В ярком истины зерцале
Образ твой очам блестит;
В горьком опыта фиале
Твой алмаз на дне горит[14].
 
   История несчастного, преданного им Кессмана служит только прологом к воспоминаниям о первой любви, идеальной и книжной. В шестьдесят лет Печерин восклицает голосом юноши двадцатых годов: «Я не могу не цитировать Шиллера, – его стихи вошли у меня в сок и кровь, перевились с моими нервами: вся моя жизнь сложилась из стихов Шиллера, особенно из двух поэм: „Sehnsucht“ и „Der Piligrim“» (РО: 157). И Герцен, тоже уже немолодым человеком, признавался в могуществе власти Шиллера над ним. Он утверждает, что утрата вкуса к творчеству Шиллера свидетельствует о потере внутренней молодости или о педантизме. Для понимания характера эволюции взглядов Герцена и психологии утопического мышления русской интеллигенции в целом необходимо остановиться на влиянии Шиллера и сделать небольшое отступление от истории Печерина[15].
   Влияние немецкого романтизма ощущалось в России и до 1825 года. Благодаря Карамзину и Жуковскому немецкая литература, в особенности Шиллер, стали известны и любимы еще в начале века. Но на поколение декабристов больше повлияли идеалы республиканского Рима, воспринятые часто через призму французской литературы классицизма, идеи французского Просвещения и английских утилитаристов – Бентама (1748–1832) и Милля (1806–1873), провозглашавших стремление к счастью естественным человеческим правом. Исключением было общество Любомудров, противопоставлявших в «Мнемозине» Одоевского новую немецкую «мудрость» устаревшей и поверхностной французской «философии» с ее культом гражданских добродетелей, воспеваемых в «Полярной звезде» Рылеева. До 1825 года доминирующим был дух французского и английского рационализма, после декабрьского восстания его место занял немецкий романтизм. «Под влиянием этой поэзии все тогдашнее поколение было проникнуто мистической чувствительностью, мечтательной и идеалистической, которая для нежных натур и слегка ограниченных умов вполне заменяла религию, добродетель и принципы», – пишет в своих воспоминаниях А. Ф. Тютчева, фрейлина при дворе императрицы Александры Федоровны (Тютчева 2000: 50). Но не только ограниченные умы (Тютчева имела в виду как раз императрицу, жену Николая I) были охвачены немецким романтизмом. Печерин, как и Герцен, принадлежал к первому из поколений, полностью покоренных идеями и эстетикой Шиллера. Люди тридцатых и сороковых годов с Шиллера начинали знакомство с немецкой словесностью. И только подготовленные его поэзией и театром, они переходили к изучению Шеллинга и Гегеля. Действительно, Шиллер в поэтической форме выражал чувства и представления, позднее переведенные Шеллингом и Гегелем на язык метафизики.
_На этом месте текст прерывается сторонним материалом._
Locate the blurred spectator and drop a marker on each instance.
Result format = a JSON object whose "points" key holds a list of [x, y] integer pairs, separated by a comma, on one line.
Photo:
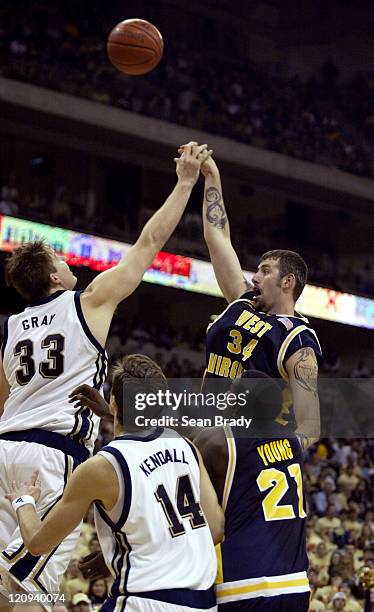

   Шиллер считается поэтом свободы в традиции французского Просвещения, если не прямо поэтом Революции. И хотя в нем, безусловно, присутствуют либеральные элементы, такие, как монологи о «праве на сопротивление» в «Вильгельме Телле» или фигура маркиза Позы, объявившего себя «представителем всего человечества», или призывы к борьбе с тиранией, «собственно политическое содержание у Шиллера удивительно скудно» (Малиа 1961: 40). Бунт у Шиллера всегда ограничен стремлением к примирению с властями и в конце оказывается подавлен. Герой Шиллера требует от просвещенного тирана уважения к личности, борется не против законной власти, а только против злоупотреблений ею. Освободительный пафос шиллеровских пьес приглушен даже самим местом действия, обычно отдаленным во времени и пространстве от современной автору Германии. Понятие свободы у Шиллера как-то размыто и неконкретно. В сущности, замечает Малиа, Шиллер выражает требования личного достоинства и независимости, выдвинутые Просвещением, но трансформированные условиями немецкого княжеского абсолютизма и изолированностью небольшой группы немецкого образованного общества, еще не ставшего буржуазией, а скорее, близкого интеллигенции в русском смысле слова. Раннее воспитание Шиллера прошло в условиях мелочной и жесткой дисциплины, подобной той, которую Николай I стремился ввести по всей России. Когда после деспотического режима Карла-Евгения Вюртембергского Шиллер вдохнул атмосферу Веймарского двора просвещенного Карла-Августа, уважавшего человеческое достоинство и сочувственно помогавшего расцвету художественных дарований, поэт был совершенно удовлетворен.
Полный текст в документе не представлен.